Thursday, April 23, 2009

A quick trip to meet the neighbours . . . 24 hours in Jordan

Traveling alone is a good idea when you want to meet people along the way.

Kind, warm, friendly people opened
themselves to me all day in Amman and then in Irbid, Jordan's second largest city, home to some 650,000 souls including my friends in Vancouver Najib, Amal, Adri and Khaled.

I met and talked with so many . . . most were displaced Palestinians living in Jordan. Everyone received me beautifully -- and I never hid who I am. I spoke with some for hours . . . about exactly what is important to us.

A pita baker takes his fresh loaves off a cooling rack and stacks them in wooden trays to take to nearby restaurants and bread shops.

Late at night, in one of hundreds of little coffee shops in old Amman full of men young and old playing cards or chess, sipping thick sweet coffee, a young man uses his hands to mix the narghileh tobacco with pungent apple flavouring while an older fellow tries it out.

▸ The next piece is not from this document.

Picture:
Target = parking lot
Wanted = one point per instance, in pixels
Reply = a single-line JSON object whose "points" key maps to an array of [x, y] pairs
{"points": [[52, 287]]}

Right across from the Husseini Mosque in Wust al-Balled, old Amman, a young guy with a sweet smile sells very tempting almond and farina pastery. I didn't find anyone to be pushy or in my face there.

Just outside the mosque, a kind man prepares a miswak for me -- a special stick from Pakistan used for cleaning the teeth, just like a toothbrush, complete with specific instructions on how to do it just like the Prophet Mohammad (PBUH) did in his lifetime. They come in plain, mint, lemon and sandalwood. First, he peeled off a finger's width of bark from one end and then lightly tap-tap-tapped it with a little hammer to break up the fibers for me.

Two lifelong neighbours who might have made such
a different life for everyone if only . . . if only . . .

This photo is on the wall inside the border station on the Israeli side between Israel and Jordan at the Sheikh Hussein Bridge between Beit Shaan (Beisan) in the west and Irbid in the east.

I'll write more when I can, im yirtseh ha-Shem.